Take note, whenever the SGPDA opens up the Margao ODP for suggestions and objections, farmers cultivating the fields at Madel and opposite the Margao railway station would unfailingly file their objections and suggestions with a plea to change the zone from commercial to green and return their fields back to them.
The situation was no different this time round as the SGPDA invited objections to the ODP 2032 with farmers knocking the doors of the Planning body to revert back the fields back to green zone.
Fields opposite Margao railway station
It was a public holiday on Thursday on account of Eid, but a group of farmers kept the date with the agricultural fields of their ancestors as they joined hands in the transplanting operations opposite the Margao railway station.

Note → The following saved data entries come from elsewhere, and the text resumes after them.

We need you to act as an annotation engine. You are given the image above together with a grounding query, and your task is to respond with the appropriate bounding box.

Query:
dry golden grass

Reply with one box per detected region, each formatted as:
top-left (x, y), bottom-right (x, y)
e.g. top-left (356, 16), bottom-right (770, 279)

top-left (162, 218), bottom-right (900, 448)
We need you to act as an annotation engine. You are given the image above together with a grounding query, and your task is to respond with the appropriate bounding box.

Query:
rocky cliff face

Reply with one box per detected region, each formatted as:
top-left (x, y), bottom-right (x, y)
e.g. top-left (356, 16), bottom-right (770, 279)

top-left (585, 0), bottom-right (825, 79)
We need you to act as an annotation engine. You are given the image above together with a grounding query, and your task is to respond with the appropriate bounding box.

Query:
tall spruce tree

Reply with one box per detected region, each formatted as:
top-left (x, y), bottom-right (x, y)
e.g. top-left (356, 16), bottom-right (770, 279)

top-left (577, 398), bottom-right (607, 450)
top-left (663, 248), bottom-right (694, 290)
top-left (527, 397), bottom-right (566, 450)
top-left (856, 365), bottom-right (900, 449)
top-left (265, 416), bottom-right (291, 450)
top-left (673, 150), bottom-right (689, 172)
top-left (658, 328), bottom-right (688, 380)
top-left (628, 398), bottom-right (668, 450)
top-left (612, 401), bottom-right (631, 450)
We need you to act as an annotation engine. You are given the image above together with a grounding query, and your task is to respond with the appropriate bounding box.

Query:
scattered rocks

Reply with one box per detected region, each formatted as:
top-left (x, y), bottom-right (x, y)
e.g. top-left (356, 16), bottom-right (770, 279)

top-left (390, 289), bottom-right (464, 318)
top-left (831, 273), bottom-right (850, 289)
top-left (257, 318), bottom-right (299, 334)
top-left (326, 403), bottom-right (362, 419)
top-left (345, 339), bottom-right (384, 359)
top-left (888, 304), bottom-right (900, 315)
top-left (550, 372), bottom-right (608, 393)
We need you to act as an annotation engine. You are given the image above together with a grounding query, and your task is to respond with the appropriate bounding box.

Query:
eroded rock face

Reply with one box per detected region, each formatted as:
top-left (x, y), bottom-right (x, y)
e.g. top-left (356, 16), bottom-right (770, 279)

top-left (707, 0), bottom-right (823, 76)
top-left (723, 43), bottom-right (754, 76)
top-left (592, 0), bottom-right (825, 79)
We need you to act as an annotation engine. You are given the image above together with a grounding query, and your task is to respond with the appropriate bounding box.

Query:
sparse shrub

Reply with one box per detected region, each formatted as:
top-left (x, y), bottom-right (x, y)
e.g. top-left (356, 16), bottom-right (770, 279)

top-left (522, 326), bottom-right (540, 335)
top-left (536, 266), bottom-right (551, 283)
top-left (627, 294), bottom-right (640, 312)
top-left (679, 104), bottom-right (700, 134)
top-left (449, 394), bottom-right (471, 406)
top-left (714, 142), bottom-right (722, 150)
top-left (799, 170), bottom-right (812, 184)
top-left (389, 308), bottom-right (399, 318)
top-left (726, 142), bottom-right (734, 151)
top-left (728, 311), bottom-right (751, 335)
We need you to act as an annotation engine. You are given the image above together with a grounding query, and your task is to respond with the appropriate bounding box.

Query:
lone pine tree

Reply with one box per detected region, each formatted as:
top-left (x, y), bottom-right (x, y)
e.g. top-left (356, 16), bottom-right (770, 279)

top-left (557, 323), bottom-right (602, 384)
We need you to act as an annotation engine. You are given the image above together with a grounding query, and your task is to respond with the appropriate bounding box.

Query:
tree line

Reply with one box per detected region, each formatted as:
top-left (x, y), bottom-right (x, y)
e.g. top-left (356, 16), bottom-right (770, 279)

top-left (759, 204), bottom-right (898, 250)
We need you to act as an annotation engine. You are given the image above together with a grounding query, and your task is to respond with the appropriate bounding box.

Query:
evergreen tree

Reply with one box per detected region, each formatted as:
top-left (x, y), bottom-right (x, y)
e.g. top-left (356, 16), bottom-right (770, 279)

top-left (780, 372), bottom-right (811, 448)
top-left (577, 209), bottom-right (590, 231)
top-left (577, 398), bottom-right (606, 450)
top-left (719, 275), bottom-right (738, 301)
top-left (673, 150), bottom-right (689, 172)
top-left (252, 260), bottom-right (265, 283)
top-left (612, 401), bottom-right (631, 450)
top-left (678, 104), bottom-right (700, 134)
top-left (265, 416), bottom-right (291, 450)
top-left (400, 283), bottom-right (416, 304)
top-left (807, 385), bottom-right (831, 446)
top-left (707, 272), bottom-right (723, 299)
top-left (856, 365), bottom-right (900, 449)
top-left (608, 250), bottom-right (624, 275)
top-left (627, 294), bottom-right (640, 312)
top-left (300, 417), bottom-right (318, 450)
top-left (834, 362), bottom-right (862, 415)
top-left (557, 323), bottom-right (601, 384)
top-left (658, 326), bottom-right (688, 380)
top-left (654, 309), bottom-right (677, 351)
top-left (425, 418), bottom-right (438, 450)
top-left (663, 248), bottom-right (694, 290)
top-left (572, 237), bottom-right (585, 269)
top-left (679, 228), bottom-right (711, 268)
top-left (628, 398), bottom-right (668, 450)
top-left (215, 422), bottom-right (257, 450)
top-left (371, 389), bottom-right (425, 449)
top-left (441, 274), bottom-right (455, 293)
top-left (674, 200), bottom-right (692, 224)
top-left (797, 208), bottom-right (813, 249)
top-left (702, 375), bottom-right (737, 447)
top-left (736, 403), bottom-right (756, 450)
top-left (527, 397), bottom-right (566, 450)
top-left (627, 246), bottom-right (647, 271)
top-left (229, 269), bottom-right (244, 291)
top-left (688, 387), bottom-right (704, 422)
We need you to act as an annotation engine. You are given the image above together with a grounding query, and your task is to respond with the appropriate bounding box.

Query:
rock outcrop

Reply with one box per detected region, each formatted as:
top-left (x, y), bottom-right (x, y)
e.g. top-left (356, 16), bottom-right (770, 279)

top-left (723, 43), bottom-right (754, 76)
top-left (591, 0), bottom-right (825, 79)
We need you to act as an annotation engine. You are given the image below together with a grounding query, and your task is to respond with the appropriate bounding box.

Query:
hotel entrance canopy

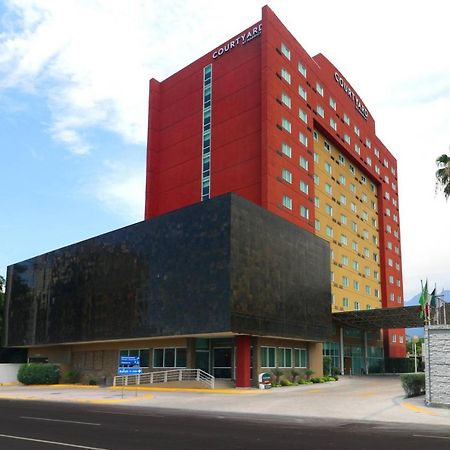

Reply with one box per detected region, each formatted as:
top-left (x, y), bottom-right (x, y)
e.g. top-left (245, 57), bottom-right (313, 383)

top-left (332, 305), bottom-right (449, 330)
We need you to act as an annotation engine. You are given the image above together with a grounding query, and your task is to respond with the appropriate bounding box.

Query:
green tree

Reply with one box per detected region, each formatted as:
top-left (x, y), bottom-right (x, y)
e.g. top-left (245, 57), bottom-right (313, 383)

top-left (436, 154), bottom-right (450, 200)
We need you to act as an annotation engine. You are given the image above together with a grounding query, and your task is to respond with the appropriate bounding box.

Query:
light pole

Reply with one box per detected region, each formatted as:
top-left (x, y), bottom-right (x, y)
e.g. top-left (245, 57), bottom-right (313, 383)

top-left (412, 336), bottom-right (419, 373)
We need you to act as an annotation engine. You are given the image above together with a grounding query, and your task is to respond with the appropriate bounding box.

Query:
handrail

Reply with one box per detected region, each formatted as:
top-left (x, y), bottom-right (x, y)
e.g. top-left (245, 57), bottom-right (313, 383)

top-left (113, 368), bottom-right (215, 389)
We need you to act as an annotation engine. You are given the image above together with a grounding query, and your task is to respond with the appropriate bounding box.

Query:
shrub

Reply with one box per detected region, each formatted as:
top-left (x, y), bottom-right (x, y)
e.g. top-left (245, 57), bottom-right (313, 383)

top-left (400, 373), bottom-right (425, 397)
top-left (62, 369), bottom-right (79, 384)
top-left (88, 379), bottom-right (98, 386)
top-left (297, 379), bottom-right (308, 385)
top-left (310, 377), bottom-right (321, 383)
top-left (280, 378), bottom-right (292, 386)
top-left (304, 369), bottom-right (314, 380)
top-left (290, 369), bottom-right (301, 383)
top-left (271, 368), bottom-right (284, 385)
top-left (17, 363), bottom-right (60, 385)
top-left (331, 367), bottom-right (340, 377)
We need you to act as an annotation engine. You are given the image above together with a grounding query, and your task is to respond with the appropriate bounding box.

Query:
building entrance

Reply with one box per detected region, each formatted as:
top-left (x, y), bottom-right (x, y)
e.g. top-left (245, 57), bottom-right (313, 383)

top-left (213, 347), bottom-right (232, 378)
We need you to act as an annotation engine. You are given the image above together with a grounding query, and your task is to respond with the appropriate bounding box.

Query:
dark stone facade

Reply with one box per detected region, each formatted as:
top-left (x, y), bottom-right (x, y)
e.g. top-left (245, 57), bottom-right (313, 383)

top-left (5, 194), bottom-right (332, 346)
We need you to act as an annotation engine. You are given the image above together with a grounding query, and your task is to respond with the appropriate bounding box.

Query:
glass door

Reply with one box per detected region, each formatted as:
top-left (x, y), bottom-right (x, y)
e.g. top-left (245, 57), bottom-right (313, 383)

top-left (213, 347), bottom-right (232, 378)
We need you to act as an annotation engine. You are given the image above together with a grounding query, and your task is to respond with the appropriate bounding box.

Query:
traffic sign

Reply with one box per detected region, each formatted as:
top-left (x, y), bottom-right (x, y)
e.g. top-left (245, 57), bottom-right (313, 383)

top-left (120, 356), bottom-right (140, 366)
top-left (118, 367), bottom-right (142, 375)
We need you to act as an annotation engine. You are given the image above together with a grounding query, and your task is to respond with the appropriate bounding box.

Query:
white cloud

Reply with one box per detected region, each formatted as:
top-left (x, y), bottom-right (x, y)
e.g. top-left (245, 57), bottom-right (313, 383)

top-left (1, 0), bottom-right (450, 296)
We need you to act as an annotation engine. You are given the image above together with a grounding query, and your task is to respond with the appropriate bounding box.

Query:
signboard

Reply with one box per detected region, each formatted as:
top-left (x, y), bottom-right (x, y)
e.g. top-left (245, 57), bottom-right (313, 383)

top-left (120, 356), bottom-right (140, 366)
top-left (258, 372), bottom-right (272, 389)
top-left (117, 367), bottom-right (142, 375)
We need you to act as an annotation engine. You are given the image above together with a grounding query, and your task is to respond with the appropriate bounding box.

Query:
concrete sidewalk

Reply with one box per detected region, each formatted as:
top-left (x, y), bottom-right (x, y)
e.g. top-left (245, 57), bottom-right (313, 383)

top-left (0, 376), bottom-right (448, 427)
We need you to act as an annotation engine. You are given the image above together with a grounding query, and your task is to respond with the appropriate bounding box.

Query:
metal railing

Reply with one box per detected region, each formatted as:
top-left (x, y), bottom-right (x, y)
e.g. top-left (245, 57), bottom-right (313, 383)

top-left (113, 368), bottom-right (215, 389)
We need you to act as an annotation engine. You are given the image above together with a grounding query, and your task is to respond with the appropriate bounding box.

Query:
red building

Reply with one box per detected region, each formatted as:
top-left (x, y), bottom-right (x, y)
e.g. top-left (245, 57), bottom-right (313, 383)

top-left (145, 5), bottom-right (405, 359)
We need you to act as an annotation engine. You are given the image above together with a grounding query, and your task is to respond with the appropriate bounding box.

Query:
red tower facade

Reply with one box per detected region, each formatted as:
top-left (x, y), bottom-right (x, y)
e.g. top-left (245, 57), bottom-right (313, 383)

top-left (145, 6), bottom-right (405, 358)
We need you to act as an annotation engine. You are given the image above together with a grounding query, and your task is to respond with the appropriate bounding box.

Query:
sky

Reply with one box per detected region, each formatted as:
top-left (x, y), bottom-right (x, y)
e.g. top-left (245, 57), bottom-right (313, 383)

top-left (0, 0), bottom-right (449, 300)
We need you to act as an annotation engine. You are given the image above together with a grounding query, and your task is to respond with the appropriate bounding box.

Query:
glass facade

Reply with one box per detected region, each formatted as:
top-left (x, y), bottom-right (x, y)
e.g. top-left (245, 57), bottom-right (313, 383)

top-left (201, 64), bottom-right (212, 200)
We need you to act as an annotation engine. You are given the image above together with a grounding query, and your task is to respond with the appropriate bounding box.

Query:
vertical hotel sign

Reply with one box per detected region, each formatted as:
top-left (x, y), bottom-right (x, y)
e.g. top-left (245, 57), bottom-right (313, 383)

top-left (212, 23), bottom-right (262, 59)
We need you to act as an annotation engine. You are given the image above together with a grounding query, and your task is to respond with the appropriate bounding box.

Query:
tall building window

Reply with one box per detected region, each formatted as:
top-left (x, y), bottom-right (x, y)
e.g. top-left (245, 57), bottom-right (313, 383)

top-left (299, 156), bottom-right (309, 170)
top-left (282, 168), bottom-right (292, 184)
top-left (281, 68), bottom-right (291, 84)
top-left (330, 118), bottom-right (337, 130)
top-left (299, 108), bottom-right (308, 123)
top-left (329, 97), bottom-right (336, 110)
top-left (343, 113), bottom-right (350, 125)
top-left (281, 117), bottom-right (291, 133)
top-left (298, 62), bottom-right (307, 77)
top-left (281, 92), bottom-right (291, 108)
top-left (300, 206), bottom-right (309, 219)
top-left (299, 132), bottom-right (308, 147)
top-left (298, 85), bottom-right (307, 100)
top-left (282, 195), bottom-right (292, 210)
top-left (317, 105), bottom-right (325, 117)
top-left (300, 181), bottom-right (309, 194)
top-left (316, 82), bottom-right (324, 96)
top-left (261, 347), bottom-right (276, 368)
top-left (281, 42), bottom-right (291, 60)
top-left (281, 142), bottom-right (292, 158)
top-left (201, 64), bottom-right (212, 201)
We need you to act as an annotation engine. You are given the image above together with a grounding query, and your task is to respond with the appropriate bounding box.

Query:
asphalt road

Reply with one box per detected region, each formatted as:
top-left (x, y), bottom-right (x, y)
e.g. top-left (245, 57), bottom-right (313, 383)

top-left (0, 399), bottom-right (449, 450)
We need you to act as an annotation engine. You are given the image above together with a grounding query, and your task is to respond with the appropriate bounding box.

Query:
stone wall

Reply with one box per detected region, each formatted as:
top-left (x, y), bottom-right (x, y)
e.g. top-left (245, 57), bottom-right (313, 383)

top-left (425, 325), bottom-right (450, 407)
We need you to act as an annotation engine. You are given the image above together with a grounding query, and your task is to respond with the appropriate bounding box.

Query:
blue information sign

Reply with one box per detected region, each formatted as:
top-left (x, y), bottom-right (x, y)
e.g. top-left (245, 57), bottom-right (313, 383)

top-left (118, 367), bottom-right (142, 375)
top-left (120, 356), bottom-right (140, 366)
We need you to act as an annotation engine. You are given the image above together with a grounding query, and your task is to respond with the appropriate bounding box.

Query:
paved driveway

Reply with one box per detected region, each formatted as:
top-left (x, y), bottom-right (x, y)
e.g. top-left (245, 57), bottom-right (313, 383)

top-left (1, 376), bottom-right (449, 426)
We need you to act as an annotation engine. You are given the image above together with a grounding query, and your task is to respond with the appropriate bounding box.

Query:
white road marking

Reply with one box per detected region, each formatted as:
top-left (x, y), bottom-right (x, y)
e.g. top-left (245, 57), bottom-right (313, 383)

top-left (0, 433), bottom-right (108, 449)
top-left (413, 434), bottom-right (450, 440)
top-left (21, 416), bottom-right (100, 426)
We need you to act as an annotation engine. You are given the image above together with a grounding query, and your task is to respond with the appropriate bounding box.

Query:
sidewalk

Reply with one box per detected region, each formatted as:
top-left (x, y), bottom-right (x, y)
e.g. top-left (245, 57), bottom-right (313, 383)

top-left (0, 376), bottom-right (448, 427)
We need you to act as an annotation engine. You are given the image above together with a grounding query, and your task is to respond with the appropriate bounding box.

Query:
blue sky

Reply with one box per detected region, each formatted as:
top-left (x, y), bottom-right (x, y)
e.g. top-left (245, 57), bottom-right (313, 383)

top-left (1, 0), bottom-right (450, 300)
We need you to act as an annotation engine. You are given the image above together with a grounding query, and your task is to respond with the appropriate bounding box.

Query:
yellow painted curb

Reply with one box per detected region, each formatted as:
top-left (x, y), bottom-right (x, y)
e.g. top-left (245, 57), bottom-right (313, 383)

top-left (400, 401), bottom-right (438, 416)
top-left (0, 382), bottom-right (20, 387)
top-left (29, 384), bottom-right (101, 389)
top-left (110, 386), bottom-right (269, 394)
top-left (0, 393), bottom-right (153, 404)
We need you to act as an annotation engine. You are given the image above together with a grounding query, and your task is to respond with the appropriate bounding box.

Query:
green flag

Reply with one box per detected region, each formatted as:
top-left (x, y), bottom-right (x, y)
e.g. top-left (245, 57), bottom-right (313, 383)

top-left (419, 280), bottom-right (428, 319)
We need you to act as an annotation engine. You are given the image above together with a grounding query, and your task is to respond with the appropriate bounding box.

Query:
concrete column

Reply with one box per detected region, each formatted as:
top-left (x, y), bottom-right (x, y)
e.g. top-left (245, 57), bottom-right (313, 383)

top-left (186, 338), bottom-right (196, 369)
top-left (364, 331), bottom-right (369, 374)
top-left (308, 342), bottom-right (323, 377)
top-left (251, 336), bottom-right (260, 387)
top-left (340, 327), bottom-right (344, 375)
top-left (235, 335), bottom-right (251, 388)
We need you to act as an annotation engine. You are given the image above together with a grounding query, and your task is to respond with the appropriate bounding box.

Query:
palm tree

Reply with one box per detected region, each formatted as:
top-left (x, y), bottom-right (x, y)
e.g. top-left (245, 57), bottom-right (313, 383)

top-left (436, 154), bottom-right (450, 200)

Having foiled all attempts by the government to usurp their ancestral agricultural fields over the last 20 years, the farmers got down into the fields for the sowing operation, with the hope of eking a livelihood with the yield from these fields.
They seem keeping their fingers crossed how the SGPDA would deal with their suggestion to revert back the zone of these fields to agriculture or return back the fields to them. What they know for sure is that these fields has helped them not just to sustain livelihood throughout the year, but helped to protect the last green zones in the commercial capital.
Progressive farmer Claudius Dias, who has been waging a sustained battle along with the farmers to protect the fields opposite the Margao railway station from being converted into a commercial zone, made a fervent plea to Chief Minister Pramod Sawant to retain the GSUDA-acquired fields for agricultural activity. “These fields opposite the Margao railway station can help achieve Chief Minister’s dream of making Goa Atmanirbhar and Swayampurna Goem. We grow two crops on these fields, paddy as well as vegetables. If there’s some irrigation water arrangement, our farmers can even contribute in a big way in supplying vegetables from these fields to the Horticulture Corporation”, he said.
He added: “These are the few green patches left in the commercial capital. We can even call them the lungs of the city. What we have been asking successive governments is to revert the zone of the acquired fields to green zone and allow us to cultivate the fields for paddy and vegetable production. Give back our fields and we will ensure that these fields remain a green zone for generations to come and contribute to the environment”.
Fields at Madel
A visit to the fields at Madel near the wholesale fish market revealed that farmers are bracing up for the sowing operation. One could come across preparations underway at the lush green fields spread across an area of 1.37 lakh square meters.
Like their counterparts waging a battle to protect their fields opposite the Margao railway station, farmers from Madel have been on the roads, from day one when the Goa State Urban Development Agency (GSUDA) acquired the fields to set up a truck terminus around two decades ago.
In the ODP 2028, the zone of a portion of the acquired land was changed to Special commercial zone to set up a Tech Hub. The decision did not go down well with the farmers who two years ago knocked the doors of the SGPDA when the ODP was again opened for suggestion and objections from the public.
In fact, farmers and citizens alike had made an impassioned plea to then PDA Chairman, Wilfred D’Sa to restore the status of their cultivated paddy fields to the original agriculture zone as it existed in the ODP 2006.
Famers maintain that though GSUDA had bulldozed its way by acquiring the fields for a pittance and against their wishes, they had never stopped cultivation on the fields belonging to their ancestors.
With the SGPDA in the process of giving final touches to the ODP 2032, farmers from Madel hope that the PDA and the government would see reason and revert the zone of their fields from commercial back to agriculture.